Diversification Opportunities for United Insurance and Pakistan Refinery

0.55
  Correlation Coefficient

Very weak diversification

The 3 months correlation between United and Pakistan is 0.55. Overlapping area represents the amount of risk that can be diversified away by holding United Insurance and Pakistan Refinery in the same portfolio, assuming nothing else is changed. The correlation between historical prices or returns on Pakistan Refinery and United Insurance is a relative statistical measure of the degree to which these equity instruments tend to move together. The correlation coefficient measures the extent to which returns on United Insurance are associated (or correlated) with Pakistan Refinery. Values of the correlation coefficient range from -1 to +1, where. The correlation of zero (0) is possible when the price movement of Pakistan Refinery has no effect on the direction of United Insurance i.e., United Insurance and Pakistan Refinery go up and down completely randomly.

Pair Corralation between United Insurance and Pakistan Refinery

Assuming the 90 days trading horizon United Insurance is expected to generate 0.92 times more return on investment than Pakistan Refinery. However, United Insurance is 1.09 times less risky than Pakistan Refinery. It trades about 0.13 of its potential returns per unit of risk. Pakistan Refinery is currently generating about 0.05 per unit of risk. If you would invest  1,135  in United Insurance on September 3, 2024 and sell it today you would earn a total of  451.00  from holding United Insurance or generate 39.74% return on investment over 90 days.
Time Period3 Months [change]
DirectionMoves Together 
StrengthWeak
Accuracy100.0%
ValuesDaily Returns

United Insurance  vs.  Pakistan Refinery

 Performance 
       Timeline  
United Insurance 

Risk-Adjusted Performance

6 of 100

 
Weak
 
Strong
Modest
Compared to the overall equity markets, risk-adjusted returns on investments in United Insurance are ranked lower than 6 (%) of all global equities and portfolios over the last 90 days. Despite somewhat weak basic indicators, United Insurance may actually be approaching a critical reversion point that can send shares even higher in January 2025.
Pakistan Refinery 

Risk-Adjusted Performance

7 of 100

 
Weak
 
Strong
OK
Compared to the overall equity markets, risk-adjusted returns on investments in Pakistan Refinery are ranked lower than 7 (%) of all global equities and portfolios over the last 90 days. Even with relatively weak basic indicators, Pakistan Refinery reported solid returns over the last few months and may actually be approaching a breakup point.

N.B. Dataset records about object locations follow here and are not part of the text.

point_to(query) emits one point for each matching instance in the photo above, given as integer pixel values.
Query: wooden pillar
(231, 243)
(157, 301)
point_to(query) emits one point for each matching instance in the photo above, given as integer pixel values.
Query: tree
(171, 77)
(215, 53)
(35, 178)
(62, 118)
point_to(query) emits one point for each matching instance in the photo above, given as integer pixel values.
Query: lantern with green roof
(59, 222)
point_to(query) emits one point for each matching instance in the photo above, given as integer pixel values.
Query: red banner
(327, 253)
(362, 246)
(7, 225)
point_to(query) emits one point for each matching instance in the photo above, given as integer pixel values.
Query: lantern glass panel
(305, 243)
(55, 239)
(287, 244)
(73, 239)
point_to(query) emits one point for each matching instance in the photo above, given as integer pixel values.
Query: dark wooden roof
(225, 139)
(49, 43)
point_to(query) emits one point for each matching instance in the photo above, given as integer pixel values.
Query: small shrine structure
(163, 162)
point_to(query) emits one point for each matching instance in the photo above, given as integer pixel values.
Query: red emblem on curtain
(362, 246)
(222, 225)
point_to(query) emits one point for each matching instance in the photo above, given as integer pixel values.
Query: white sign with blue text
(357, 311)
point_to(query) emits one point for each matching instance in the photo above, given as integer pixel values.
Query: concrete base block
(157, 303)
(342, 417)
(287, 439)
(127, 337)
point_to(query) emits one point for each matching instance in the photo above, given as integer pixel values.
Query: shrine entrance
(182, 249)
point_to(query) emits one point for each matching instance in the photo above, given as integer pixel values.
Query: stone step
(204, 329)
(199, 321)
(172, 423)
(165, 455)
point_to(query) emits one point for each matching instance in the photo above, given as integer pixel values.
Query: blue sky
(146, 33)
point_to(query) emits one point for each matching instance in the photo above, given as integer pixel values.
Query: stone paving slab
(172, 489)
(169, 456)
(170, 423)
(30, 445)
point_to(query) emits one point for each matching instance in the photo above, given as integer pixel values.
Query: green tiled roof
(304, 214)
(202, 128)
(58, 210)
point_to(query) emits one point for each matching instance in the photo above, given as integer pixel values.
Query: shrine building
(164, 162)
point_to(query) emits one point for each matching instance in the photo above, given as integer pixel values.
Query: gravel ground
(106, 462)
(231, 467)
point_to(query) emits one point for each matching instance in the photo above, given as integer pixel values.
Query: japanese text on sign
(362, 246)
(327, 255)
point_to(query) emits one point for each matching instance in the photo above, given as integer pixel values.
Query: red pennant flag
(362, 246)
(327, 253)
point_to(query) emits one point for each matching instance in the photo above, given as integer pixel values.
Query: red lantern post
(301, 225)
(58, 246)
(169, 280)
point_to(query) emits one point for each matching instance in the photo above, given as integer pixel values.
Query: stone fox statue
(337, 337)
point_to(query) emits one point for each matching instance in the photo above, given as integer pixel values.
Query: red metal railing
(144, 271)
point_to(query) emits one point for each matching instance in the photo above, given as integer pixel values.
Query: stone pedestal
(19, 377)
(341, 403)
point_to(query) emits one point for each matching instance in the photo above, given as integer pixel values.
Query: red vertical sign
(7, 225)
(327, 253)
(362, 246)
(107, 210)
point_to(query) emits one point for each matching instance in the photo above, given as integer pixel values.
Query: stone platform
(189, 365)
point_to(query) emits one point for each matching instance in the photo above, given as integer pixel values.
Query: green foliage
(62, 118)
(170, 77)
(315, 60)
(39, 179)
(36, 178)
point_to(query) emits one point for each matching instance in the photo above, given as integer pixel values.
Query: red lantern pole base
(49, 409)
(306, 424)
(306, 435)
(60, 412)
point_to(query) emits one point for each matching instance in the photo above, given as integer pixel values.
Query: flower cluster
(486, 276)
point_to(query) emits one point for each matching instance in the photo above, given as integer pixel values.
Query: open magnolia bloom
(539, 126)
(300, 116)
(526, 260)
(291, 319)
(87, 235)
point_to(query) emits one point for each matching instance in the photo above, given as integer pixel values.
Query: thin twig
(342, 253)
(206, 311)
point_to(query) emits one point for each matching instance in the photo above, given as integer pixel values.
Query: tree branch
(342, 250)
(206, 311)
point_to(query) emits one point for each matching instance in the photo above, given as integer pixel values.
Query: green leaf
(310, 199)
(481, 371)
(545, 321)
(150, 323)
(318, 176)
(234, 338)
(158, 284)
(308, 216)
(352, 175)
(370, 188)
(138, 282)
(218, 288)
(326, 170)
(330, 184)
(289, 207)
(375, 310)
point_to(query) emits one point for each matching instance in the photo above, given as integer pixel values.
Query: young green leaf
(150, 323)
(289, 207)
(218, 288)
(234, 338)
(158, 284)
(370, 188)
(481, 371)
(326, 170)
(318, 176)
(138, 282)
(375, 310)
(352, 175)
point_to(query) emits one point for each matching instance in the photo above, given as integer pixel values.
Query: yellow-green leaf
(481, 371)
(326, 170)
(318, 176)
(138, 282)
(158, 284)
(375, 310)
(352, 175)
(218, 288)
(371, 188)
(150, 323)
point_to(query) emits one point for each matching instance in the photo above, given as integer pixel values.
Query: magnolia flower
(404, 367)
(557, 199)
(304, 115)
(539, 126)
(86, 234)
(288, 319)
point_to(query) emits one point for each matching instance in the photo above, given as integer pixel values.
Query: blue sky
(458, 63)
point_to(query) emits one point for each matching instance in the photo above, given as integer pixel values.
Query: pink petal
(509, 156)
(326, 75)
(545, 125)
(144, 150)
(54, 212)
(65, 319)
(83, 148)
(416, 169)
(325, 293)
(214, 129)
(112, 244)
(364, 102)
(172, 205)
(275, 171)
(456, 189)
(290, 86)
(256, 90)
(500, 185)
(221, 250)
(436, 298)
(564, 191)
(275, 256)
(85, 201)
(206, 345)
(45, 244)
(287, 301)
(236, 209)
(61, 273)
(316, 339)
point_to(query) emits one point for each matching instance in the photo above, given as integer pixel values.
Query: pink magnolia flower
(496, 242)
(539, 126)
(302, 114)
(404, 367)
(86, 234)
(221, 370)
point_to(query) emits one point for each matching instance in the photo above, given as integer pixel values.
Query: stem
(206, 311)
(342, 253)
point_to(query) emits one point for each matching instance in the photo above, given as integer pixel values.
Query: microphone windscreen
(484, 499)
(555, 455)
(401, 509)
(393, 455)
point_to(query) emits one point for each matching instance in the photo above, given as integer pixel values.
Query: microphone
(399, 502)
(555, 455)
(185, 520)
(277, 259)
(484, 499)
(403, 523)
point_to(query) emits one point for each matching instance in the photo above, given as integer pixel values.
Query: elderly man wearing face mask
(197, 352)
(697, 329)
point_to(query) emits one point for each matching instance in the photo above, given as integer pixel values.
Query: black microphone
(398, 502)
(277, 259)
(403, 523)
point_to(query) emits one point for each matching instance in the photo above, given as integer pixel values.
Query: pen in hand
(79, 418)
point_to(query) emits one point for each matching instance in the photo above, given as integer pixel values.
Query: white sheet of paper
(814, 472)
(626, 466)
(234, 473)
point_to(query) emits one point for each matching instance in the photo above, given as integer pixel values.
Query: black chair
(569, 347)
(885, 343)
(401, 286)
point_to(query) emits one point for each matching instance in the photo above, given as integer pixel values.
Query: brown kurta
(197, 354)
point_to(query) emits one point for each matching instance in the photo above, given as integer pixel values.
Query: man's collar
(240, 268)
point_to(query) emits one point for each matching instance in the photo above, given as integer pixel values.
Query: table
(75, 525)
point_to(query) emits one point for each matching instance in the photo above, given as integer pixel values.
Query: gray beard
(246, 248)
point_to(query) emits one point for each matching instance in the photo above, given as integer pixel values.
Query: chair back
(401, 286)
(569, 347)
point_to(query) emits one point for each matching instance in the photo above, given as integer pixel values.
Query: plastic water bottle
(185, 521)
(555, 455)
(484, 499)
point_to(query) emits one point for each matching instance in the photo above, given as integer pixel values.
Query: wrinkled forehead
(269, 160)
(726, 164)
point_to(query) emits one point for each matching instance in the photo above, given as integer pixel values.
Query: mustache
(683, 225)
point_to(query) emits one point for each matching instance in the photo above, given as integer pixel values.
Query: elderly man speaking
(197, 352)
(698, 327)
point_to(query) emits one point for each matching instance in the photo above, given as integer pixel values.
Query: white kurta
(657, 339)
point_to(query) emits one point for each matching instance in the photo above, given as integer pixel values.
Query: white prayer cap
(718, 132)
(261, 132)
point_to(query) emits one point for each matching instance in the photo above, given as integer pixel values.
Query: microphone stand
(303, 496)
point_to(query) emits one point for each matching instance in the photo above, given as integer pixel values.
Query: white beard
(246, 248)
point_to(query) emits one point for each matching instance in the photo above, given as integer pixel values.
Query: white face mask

United Insurance and Pakistan Refinery Volatility Contrast

   Predicted Return Density   
       Returns  

Pair Trading with United Insurance and Pakistan Refinery

The main advantage of trading using opposite United Insurance and Pakistan Refinery positions is that it hedges away some unsystematic risk. Because of two separate transactions, even if United Insurance position performs unexpectedly, Pakistan Refinery can make up some of the losses. Pair trading also minimizes risk from directional movements in the market. For example, if an entire industry or sector drops because of unexpected headlines, the short position in Pakistan Refinery will offset losses from the drop in Pakistan Refinery's long position.
The idea behind United Insurance and Pakistan Refinery pairs trading is to make the combined position market-neutral, meaning the overall market's direction will not affect its win or loss (or potential downside or upside). This can be achieved by designing a pairs trade with two highly correlated stocks or equities that operate in a similar space or sector, making it possible to obtain profits through simple and relatively low-risk investment.
Check out your portfolio center.
Note that this page's information should be used as a complementary analysis to find the right mix of equity instruments to add to your existing portfolios or create a brand new portfolio. You can also try the Money Flow Index module to determine momentum by analyzing Money Flow Index and other technical indicators.